Indicators on barriers for forgone healthcare were available from 28 of the 49 surveys identified, which were conducted in 23 countries in the Americas (Figure 1). There was country-specific variation in the variables included in these surveys for the assessment of barriers for forgone healthcare. The most common quantifiable variables were: inability to pay for health services (21 surveys), negative perceptions on provider’s receptiveness and quality of care (17 surveys), household and facility location (17 surveys), inadequacy in the organization and delivery of health services (15 surveys), unwillingness to seek healthcare (14 surveys); seeking inappropriate healthcare (13 surveys), and inadequate availability of resources (11 surveys).
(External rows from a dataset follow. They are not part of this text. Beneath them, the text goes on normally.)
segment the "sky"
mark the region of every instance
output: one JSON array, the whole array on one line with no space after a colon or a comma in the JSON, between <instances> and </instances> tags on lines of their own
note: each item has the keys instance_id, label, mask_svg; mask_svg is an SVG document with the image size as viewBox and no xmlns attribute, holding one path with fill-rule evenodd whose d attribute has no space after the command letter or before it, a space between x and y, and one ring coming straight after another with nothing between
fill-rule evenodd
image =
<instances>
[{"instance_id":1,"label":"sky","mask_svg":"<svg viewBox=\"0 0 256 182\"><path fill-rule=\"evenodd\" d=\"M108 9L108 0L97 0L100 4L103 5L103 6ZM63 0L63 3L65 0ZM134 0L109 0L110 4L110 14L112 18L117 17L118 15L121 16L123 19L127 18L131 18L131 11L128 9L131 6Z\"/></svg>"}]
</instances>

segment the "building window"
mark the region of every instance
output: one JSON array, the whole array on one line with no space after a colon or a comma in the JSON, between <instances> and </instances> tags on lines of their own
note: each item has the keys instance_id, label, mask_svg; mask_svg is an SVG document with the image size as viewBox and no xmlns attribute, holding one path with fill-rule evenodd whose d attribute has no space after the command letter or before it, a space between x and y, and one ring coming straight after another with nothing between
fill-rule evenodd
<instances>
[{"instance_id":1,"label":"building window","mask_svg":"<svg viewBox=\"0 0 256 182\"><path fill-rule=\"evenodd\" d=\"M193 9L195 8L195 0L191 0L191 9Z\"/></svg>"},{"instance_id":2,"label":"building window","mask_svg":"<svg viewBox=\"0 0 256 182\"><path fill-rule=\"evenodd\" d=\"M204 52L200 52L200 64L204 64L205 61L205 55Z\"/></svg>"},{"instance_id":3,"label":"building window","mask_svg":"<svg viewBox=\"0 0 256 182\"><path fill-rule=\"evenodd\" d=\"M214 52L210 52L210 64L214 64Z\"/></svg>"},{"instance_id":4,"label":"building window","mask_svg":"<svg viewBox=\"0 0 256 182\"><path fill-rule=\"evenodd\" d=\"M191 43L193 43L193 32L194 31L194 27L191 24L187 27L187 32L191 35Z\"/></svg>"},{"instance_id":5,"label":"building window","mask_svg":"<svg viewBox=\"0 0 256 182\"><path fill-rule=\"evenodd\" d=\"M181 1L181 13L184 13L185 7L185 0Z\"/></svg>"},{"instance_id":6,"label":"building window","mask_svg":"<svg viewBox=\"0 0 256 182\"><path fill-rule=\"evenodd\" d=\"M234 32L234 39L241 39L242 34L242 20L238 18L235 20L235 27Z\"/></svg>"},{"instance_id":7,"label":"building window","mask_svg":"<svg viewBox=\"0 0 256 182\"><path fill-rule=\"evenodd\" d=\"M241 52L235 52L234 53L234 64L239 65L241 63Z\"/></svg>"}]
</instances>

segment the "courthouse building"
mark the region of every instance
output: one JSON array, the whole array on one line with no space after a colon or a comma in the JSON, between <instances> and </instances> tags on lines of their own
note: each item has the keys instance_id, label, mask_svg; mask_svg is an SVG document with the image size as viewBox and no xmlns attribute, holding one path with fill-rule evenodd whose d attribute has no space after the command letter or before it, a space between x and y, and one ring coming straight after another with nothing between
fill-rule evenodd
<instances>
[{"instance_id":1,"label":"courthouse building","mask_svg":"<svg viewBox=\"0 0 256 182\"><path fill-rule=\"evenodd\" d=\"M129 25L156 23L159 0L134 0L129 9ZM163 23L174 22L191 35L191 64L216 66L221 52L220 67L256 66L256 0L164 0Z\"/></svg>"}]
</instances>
Compared to forgone care, far fewer surveys measured access barriers for delayed care and unsatisfaction with care received (4 surveys in each case) (Figure 1). Apart from this, a total of 8 DHS surveys provided data for perceived access barriers among women ages 15-49, although not consistently. For instance, 8 country-specific DHS surveys provided data on perceived access barriers due to costs of health service and distance, while 7 countries measured perceived barriers due to getting permission to go for treatment or not wanting to go alone; and only 4 countries measured perceived access barriers due to concerns with availability of health providers or drugs (Figure 1).
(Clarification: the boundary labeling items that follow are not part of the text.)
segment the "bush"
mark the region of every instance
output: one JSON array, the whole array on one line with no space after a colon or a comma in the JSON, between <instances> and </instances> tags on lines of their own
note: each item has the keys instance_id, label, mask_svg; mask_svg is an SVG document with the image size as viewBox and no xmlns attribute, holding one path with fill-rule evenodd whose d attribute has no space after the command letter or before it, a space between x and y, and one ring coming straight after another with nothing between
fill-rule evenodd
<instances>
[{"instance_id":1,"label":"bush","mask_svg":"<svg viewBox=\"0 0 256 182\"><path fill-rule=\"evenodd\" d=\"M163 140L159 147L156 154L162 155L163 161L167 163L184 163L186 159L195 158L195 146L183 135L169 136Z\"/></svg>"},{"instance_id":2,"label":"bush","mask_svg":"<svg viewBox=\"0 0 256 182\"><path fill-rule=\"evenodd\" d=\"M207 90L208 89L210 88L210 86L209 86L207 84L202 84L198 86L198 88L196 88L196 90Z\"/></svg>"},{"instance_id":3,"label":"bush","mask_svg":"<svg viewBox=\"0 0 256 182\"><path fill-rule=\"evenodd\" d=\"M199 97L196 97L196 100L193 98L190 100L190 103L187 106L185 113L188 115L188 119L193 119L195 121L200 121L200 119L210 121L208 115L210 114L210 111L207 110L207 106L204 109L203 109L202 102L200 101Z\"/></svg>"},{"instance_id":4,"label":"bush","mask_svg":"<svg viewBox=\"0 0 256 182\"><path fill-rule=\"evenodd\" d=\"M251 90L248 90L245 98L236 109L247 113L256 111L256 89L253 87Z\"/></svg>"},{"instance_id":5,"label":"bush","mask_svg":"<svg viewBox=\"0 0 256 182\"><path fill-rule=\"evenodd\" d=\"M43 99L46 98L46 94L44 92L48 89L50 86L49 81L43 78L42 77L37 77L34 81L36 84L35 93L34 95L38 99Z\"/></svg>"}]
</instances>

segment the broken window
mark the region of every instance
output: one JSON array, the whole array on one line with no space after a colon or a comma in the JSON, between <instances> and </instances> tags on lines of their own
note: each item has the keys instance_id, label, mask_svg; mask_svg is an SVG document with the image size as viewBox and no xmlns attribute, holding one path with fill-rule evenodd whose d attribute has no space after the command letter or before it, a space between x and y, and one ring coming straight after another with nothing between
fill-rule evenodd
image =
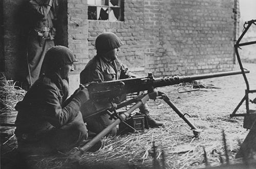
<instances>
[{"instance_id":1,"label":"broken window","mask_svg":"<svg viewBox=\"0 0 256 169\"><path fill-rule=\"evenodd\" d=\"M88 0L88 19L123 21L124 0Z\"/></svg>"}]
</instances>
Indicators on care seeking for child pneumonia and diarrhea were available from 19 country-specific MICS surveys. Nevertheless, such surveys did not provide further data for the reasons why caregivers forgone appropriate healthcare for their children illnesses. On the other hand, no indicators related to the effective coverage dimension of access were found in the surveys studied, except for “seeking inappropriate healthcare” (i.e., going to the pharmacy without a prescription instead of seeking appropriate healthcare). It is worth noting, however, that a good number of surveys (10) collected information on people’s experiences during health service provision, including on distance and time taken to get to health facilities, cost paid for services and waiting time (data not shown).